Risiko Maladministrasi
Menurutnya, kebijakan yang diambil tanpa komunikasi terbuka bisa menimbulkan maladministrasi. Masyarakat pun memiliki payung hukum jelas untuk memperjuangkan haknya melalui Undang-Undang Perlindungan Konsumen, Pasal 4, yang menjamin hak konsumen atas barang dan jasa.

“Kalau PDAM terbukti tidak memenuhi kewajibannya dalam pelayanan, maka gugatan bisa ditempuh. Itu bisa masuk ke ranah perbuatan melawan hukum,” jelasnya.

Bisa Dijalankan Jika Sesuai Prosedur
Meski begitu, Alif menilai penyesuaian tarif tetap sah dilakukan asalkan sesuai mekanisme. Sosialisasi beberapa bulan sebelum diberlakukan, menurutnya, menjadi syarat penting.

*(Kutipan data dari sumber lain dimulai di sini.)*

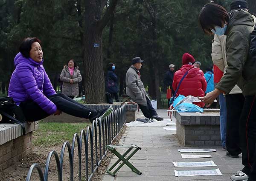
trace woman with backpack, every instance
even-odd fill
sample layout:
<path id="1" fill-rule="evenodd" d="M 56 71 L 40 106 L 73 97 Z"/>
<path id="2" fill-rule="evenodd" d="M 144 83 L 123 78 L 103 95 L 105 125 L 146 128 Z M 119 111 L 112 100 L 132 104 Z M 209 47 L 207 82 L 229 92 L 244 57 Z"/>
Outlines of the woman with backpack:
<path id="1" fill-rule="evenodd" d="M 241 8 L 241 5 L 239 5 L 238 8 Z M 241 88 L 245 97 L 239 123 L 244 167 L 230 178 L 233 181 L 246 180 L 255 156 L 256 112 L 254 110 L 256 109 L 256 61 L 253 51 L 256 49 L 256 37 L 253 31 L 256 21 L 255 17 L 243 9 L 235 9 L 229 14 L 223 7 L 209 3 L 202 8 L 199 21 L 205 34 L 227 35 L 227 66 L 214 90 L 199 99 L 207 104 L 210 104 L 220 94 L 229 93 L 236 84 Z M 256 180 L 256 178 L 249 178 L 248 180 Z"/>
<path id="2" fill-rule="evenodd" d="M 63 82 L 62 93 L 71 99 L 79 96 L 79 83 L 82 81 L 82 76 L 74 59 L 69 60 L 64 66 L 60 79 Z"/>
<path id="3" fill-rule="evenodd" d="M 63 111 L 92 122 L 96 118 L 104 119 L 112 112 L 112 106 L 93 110 L 65 95 L 56 93 L 43 66 L 41 41 L 26 38 L 21 43 L 14 59 L 14 70 L 9 85 L 8 96 L 21 109 L 28 122 L 38 121 Z"/>
<path id="4" fill-rule="evenodd" d="M 182 66 L 174 74 L 172 88 L 177 90 L 176 96 L 179 94 L 185 96 L 191 95 L 195 97 L 202 96 L 204 95 L 207 83 L 204 76 L 204 72 L 194 65 L 195 60 L 190 54 L 186 53 L 182 56 Z M 182 80 L 183 77 L 185 74 Z M 179 83 L 181 82 L 178 88 Z M 204 103 L 202 102 L 194 102 L 201 107 L 204 107 Z"/>
<path id="5" fill-rule="evenodd" d="M 205 74 L 204 74 L 204 77 L 207 83 L 207 88 L 205 93 L 211 92 L 214 89 L 214 82 L 213 79 L 214 75 L 212 72 L 212 67 L 207 67 L 205 69 Z"/>
<path id="6" fill-rule="evenodd" d="M 106 76 L 106 92 L 114 97 L 116 102 L 119 102 L 118 98 L 118 77 L 115 73 L 116 66 L 113 63 L 109 63 L 108 66 L 108 72 Z"/>

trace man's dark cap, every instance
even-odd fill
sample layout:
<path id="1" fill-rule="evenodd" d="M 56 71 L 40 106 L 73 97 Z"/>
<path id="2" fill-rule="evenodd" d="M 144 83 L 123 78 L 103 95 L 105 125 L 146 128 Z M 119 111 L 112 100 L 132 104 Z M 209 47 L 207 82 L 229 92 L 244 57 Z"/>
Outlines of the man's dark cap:
<path id="1" fill-rule="evenodd" d="M 231 10 L 239 8 L 246 8 L 248 9 L 248 3 L 244 0 L 235 0 L 231 3 Z"/>
<path id="2" fill-rule="evenodd" d="M 142 60 L 140 57 L 137 57 L 132 59 L 132 65 L 135 64 L 136 63 L 142 63 L 144 60 Z"/>

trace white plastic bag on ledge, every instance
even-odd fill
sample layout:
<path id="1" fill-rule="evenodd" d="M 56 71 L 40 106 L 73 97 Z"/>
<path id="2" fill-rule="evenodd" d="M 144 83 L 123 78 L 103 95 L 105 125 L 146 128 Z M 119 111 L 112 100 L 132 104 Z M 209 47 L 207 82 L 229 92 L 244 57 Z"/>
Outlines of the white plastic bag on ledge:
<path id="1" fill-rule="evenodd" d="M 179 95 L 173 102 L 173 110 L 176 110 L 177 112 L 204 112 L 204 109 L 199 106 L 194 105 L 192 102 L 201 102 L 197 97 L 192 96 L 186 97 Z"/>

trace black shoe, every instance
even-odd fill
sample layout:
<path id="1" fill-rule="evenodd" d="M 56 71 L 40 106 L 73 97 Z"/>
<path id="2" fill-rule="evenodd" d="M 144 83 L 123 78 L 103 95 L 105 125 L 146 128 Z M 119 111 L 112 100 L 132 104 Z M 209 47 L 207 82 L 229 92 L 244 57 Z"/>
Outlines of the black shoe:
<path id="1" fill-rule="evenodd" d="M 157 121 L 163 121 L 163 118 L 162 117 L 160 117 L 160 116 L 157 116 L 157 115 L 153 116 L 152 116 L 151 119 L 155 119 L 157 120 Z"/>
<path id="2" fill-rule="evenodd" d="M 226 152 L 226 156 L 230 156 L 230 157 L 232 158 L 239 158 L 239 156 L 238 155 L 232 155 L 231 154 L 230 154 L 229 152 L 228 151 L 227 151 L 227 152 Z"/>
<path id="3" fill-rule="evenodd" d="M 105 109 L 97 110 L 93 113 L 91 117 L 89 118 L 90 120 L 92 123 L 93 120 L 96 119 L 96 118 L 102 118 L 102 119 L 109 115 L 113 110 L 112 106 L 111 105 Z"/>
<path id="4" fill-rule="evenodd" d="M 136 121 L 143 122 L 145 123 L 150 123 L 151 122 L 151 120 L 148 118 L 145 118 L 145 119 L 142 119 L 141 118 L 137 118 Z"/>

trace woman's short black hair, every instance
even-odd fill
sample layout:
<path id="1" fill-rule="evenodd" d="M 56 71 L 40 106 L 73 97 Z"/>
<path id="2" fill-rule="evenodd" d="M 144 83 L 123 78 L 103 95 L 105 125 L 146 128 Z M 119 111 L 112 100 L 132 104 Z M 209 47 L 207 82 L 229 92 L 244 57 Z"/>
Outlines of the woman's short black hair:
<path id="1" fill-rule="evenodd" d="M 214 3 L 207 4 L 200 11 L 199 22 L 205 33 L 211 34 L 211 29 L 215 26 L 222 27 L 226 21 L 228 22 L 229 16 L 227 10 L 221 6 Z"/>
<path id="2" fill-rule="evenodd" d="M 75 62 L 75 60 L 74 60 L 74 59 L 70 59 L 68 61 L 67 61 L 67 67 L 68 67 L 68 63 L 69 63 L 69 61 L 70 60 L 72 60 L 73 61 L 73 62 L 74 62 L 74 68 L 75 67 L 76 67 L 76 62 Z"/>
<path id="3" fill-rule="evenodd" d="M 29 37 L 23 40 L 19 49 L 22 55 L 26 58 L 29 57 L 29 51 L 31 50 L 31 45 L 35 42 L 41 43 L 41 40 L 35 37 Z"/>
<path id="4" fill-rule="evenodd" d="M 108 71 L 112 71 L 112 66 L 113 66 L 115 64 L 114 63 L 109 63 L 108 65 Z"/>

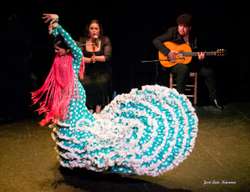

“Jika dilakukan dengan sosialisasi yang memadai, maka prosedur sudah terpenuhi. Namun yang perlu diingat, masyarakat harus dilibatkan dalam rencana kebijakan ini,” tambahnya.
Alif juga mendorong PDAM untuk mengundang unsur masyarakat dalam forum sosialisasi kenaikan tarif. Selain bentuk keterbukaan, langkah ini sekaligus menjadi ruang evaluasi pelayanan air bersih di Tarakan.

“PDAM adalah representasi pemerintah daerah dalam pelayanan dasar. Keterlibatan masyarakat tidak hanya soal legitimasi, tapi juga sarana untuk meningkatkan kualitas layanan,” pungkasnya.